Parents and kids alike spent hours perusing these wish books, compiling lists that included everything from Barbies, Hot Wheels, and BB guns, to washing machines, air compressors, and sofas. Some far-rural folk ordered by mail, enclosing a check along with a hand-printed form, but most people shopped in person, believing you needed to see and touch an item before shelling out hard cash.
There really weren’t many discounts available in the lead-up to Christmas. You could fight the crowds on December 26th for whatever trash was left—I once witnessed a couple of old ladies getting in a brawl over discounted wrapping paper—but that was about it.
TV changed all that when an unknown ad executive with sociopathic tendencies invented the idea of Black Friday, a raucous retail rampage held the day after Thanksgiving. On Black Friday, merchants slashed prices, and sometimes overly competitive shoppers slashed each other. It was one part sale-of-the-century and two parts professional wrestling. Black Friday always offered a few bargains, but unless you enjoyed concussions and a mild trampling, it was best viewed from afar.
Then the Internet came along, and things got really weird. Tech moguls with sociopathic tendencies (mostly known) discovered there were billions to be made by creating heretofore unknown holidays that celebrated nothing. You may or may not have noticed, but Black Friday in 2023 might as well just be called “Friday.”
Super-special, once-in-a-lifetime holiday shopping events have become ubiquitous and constant. Thanks to Amazon’s marketing department, Prime Day is almost as popular as Christmas and Thanksgiving. I’m surprised they don’t rename it St. Bezos Day. Last summer, running concurrently with the Prime hysteria, a host of stores (Macy’s, Home Depot, and countless others) came up with Black Friday in July. Walmart, not to be outdone by Amazon, runs “30 Days of Black Friday,” starting in October.
This makes zero sense. I’m aware of the phrase “a month of Sundays,” but “a month of Black Fridays” does not fall trippingly from the tongue.
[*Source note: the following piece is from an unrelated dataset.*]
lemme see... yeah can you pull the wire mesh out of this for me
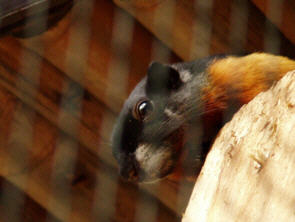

That’s just the tip of the consumer iceberg. Cyber Monday takes place on the Monday following what used to be the original Black Friday. It should not be confused with either Amazon’s new and improved Black Friday or Prime Day, even though each hootenanny features exactly the same stuff. Cyber Monday was originally geared toward enticing people to shop online, which seems a little redundant since pretty much everyone has been shopping online for nearly 20 years.
That leads to a confounding enigma. If a tree falls in the forest every second of every hour of every day, is it still a forest? When everything is special, then doesn’t the special become merely ordinary? Are you really getting a great deal during these omnipresent sales events, or are you just getting ripped off and overcharged the rest of the time?
I feel most sorry for Santa. It must confuse him mightily when his calendar app informs him that it’s Christmas in July. If every day is a holiday, then aren’t holidays a trifle moot?
I’ll bet Santa misses the Monkey Wards catalog.